Pearce proposes toll roads for oil traffic
HOBBS — Republican gubernatorial hopeful Rep. Steve Pearce is calling for toll roads in southeastern New Mexico to serve booming oilfield and other commercial traffic around one of the most productive oil and gas areas in the world.
Speaking to business leaders in Carlsbad last week, Pearce, of Hobbs, unveiled a plan he said would be financed by private companies and without taxpayer dollars, the Hobbs News-Sun reported. Its aim would help traffic coming from the Delaware Basin, an ovalshaped shale rock formation that protrudes from West Texas northward into New Mexico’s Eddy and Lea counties.
Modern drilling technologies have turned that zone into one of the most-productive oil and gas regions on the planet.

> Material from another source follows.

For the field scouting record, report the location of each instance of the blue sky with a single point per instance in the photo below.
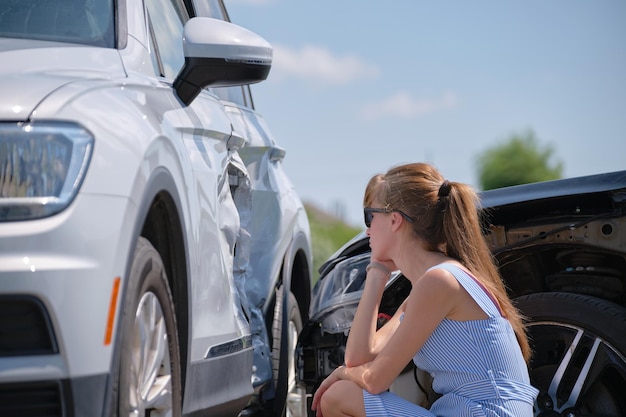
(359, 86)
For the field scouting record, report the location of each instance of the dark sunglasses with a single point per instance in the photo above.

But traffic from heavy oil trucks has damaged roads and created dangerous conditions on highways as police contend with an increasing number of automobile deaths in the area.
“We have all heard the tragic stories of accidents on our highways in southeastern New Mexico,” Pearce said. “The roads are overcrowded and stressed beyond capacity, creating an unsafe situation for our New Mexico families and workers.”
New Mexico, unlike nearby Texas and Colorado, has no toll roads.
Pearce said, if elected, he will work immediately after the November general election to secure commitments from companies to completely finance and build the new toll roads in Lea and Eddy counties.
“The tolls will be used to maintain the roads and to recoup the companies’ investments,” he said. “Taxpayer dollars will not be used, and in fact, these investments made by the companies will save tax dollars through reduced wear and tear on our public roads.”
Pearce is running against U.S. Rep. Michelle Lujan Grisham, D-Albuquerque, for governor. Lujan Grisham spokesman James Hallinan dismissed Pearce’s idea for toll roads in that area of oil-rich New Mexico and called it an “out of touch plan” at a time when New Mexico families and businesses are struggling to get by.